David LaChapelle’s Industrial Hallucinations

After retiring from fashion and most commercial photography in 2006, David LaChapelle moved to Hawaii, planning to spend his days farming and relaxing in the tropics. The decision was inspired by his growing interest in the environment and climate change–concerns that fashion magazines, from his angle, could not seriously address. The transition, however, did not stop the 50-year-old photographer from dreaming in pictures (“Images drop in my head,” he explains). Now that the barely-dressed models are gone, his subjects involve even less clothing.

In “LAND SCAPE” at Paul Kasmin, LaChapelle conjures hallucinogenic renderings of industry. Factory refineries become psychedelic, candy-colored theme parks, and gas stations hidden in the jungle are akin to Indiana Jones’ temples. The scenes are devoid of humans, yet a closer look reveals traces of them: cardboard, plastic hair-curlers, cups, straws, and more make up the edifices. “I like to see the craft involved,” mentions LaChapelle. “You see all the defects, the tape, the fingerprints…they give it a human feeling.”

Bathed in the acid green, pink, and blue lights—LaChapelle’s trademark neons—the landscapes look a bit like post-apocalyptic imaginings of a world consumed by itself. “When I was young, we didn’t think about the end of human existence,” La Chapelle says.” We didn’t think about the end of existence at our own hand, with just living.” In the last few years, people’s impact on nature became an issue that the photographer, who started out showing in galleries, could not ignore. “I can’t see, 20 years from now, us going along with the way things are today,” he explains is a motivation. “It’ll take a mass enlightenment, I think, for people to put aside greed and the need for human recognition, and [to] figure a way out of this situation.”

He’s aware that his new purpose may come as a surprise to some—those that saw his recent Kardashian family Christmas card, for example. “There are a a lot of people who will think of me as a fashion photographer….that’s fine,” he shares. “I’m not trying to prove anything. I’m just doing what I love.”

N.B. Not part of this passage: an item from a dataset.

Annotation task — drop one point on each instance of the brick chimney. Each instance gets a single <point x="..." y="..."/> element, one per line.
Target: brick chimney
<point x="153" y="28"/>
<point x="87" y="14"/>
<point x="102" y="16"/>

Meanwhile, distance from the fashion industry seems to have granted him a fresh perspective on consumer culture. “We’re living at a very decadent time,” he says. He mentions genetically modified watermelons he saw for sale in Hawaii that were imported from Argentina. “King Louis would offer his guests pineapples, as a huge dramatic decadent gesture, because they were shipped in. Today, all our food is shipped in…it’s insanity”

Yet Chapelle, staying true to the orgiastic whimsy that defined his fashion work, did not want to convey the solemnness generally associated with climate talk. “Color and humor are so important, because it can get so heavy,” Chapelle describes. “You just want to turn your head…[but] that will lead to inaction and complacency. We have to engage, we have to be conscious, and not give into apathy.”

There’s a simple solution, he believes. “Be human, and have a sense of humor, and enjoy our lives—even though we’re at this critical time in the worlds’ history,” he says. “We do what we can, but we can’t let it destroy us.” The night of the show’s opening, at the after-party, he proclaimed his beliefs to a wild, densely packed crowd: “Fuck art, let’s dance! Tomorrow we’ll be serious again.”

“LAND SCAPES” WILL BE ON VIEW THROUGH MARCH 1 AT PAUL KASMIN GALLERY AT 293 TENTH AVENUE.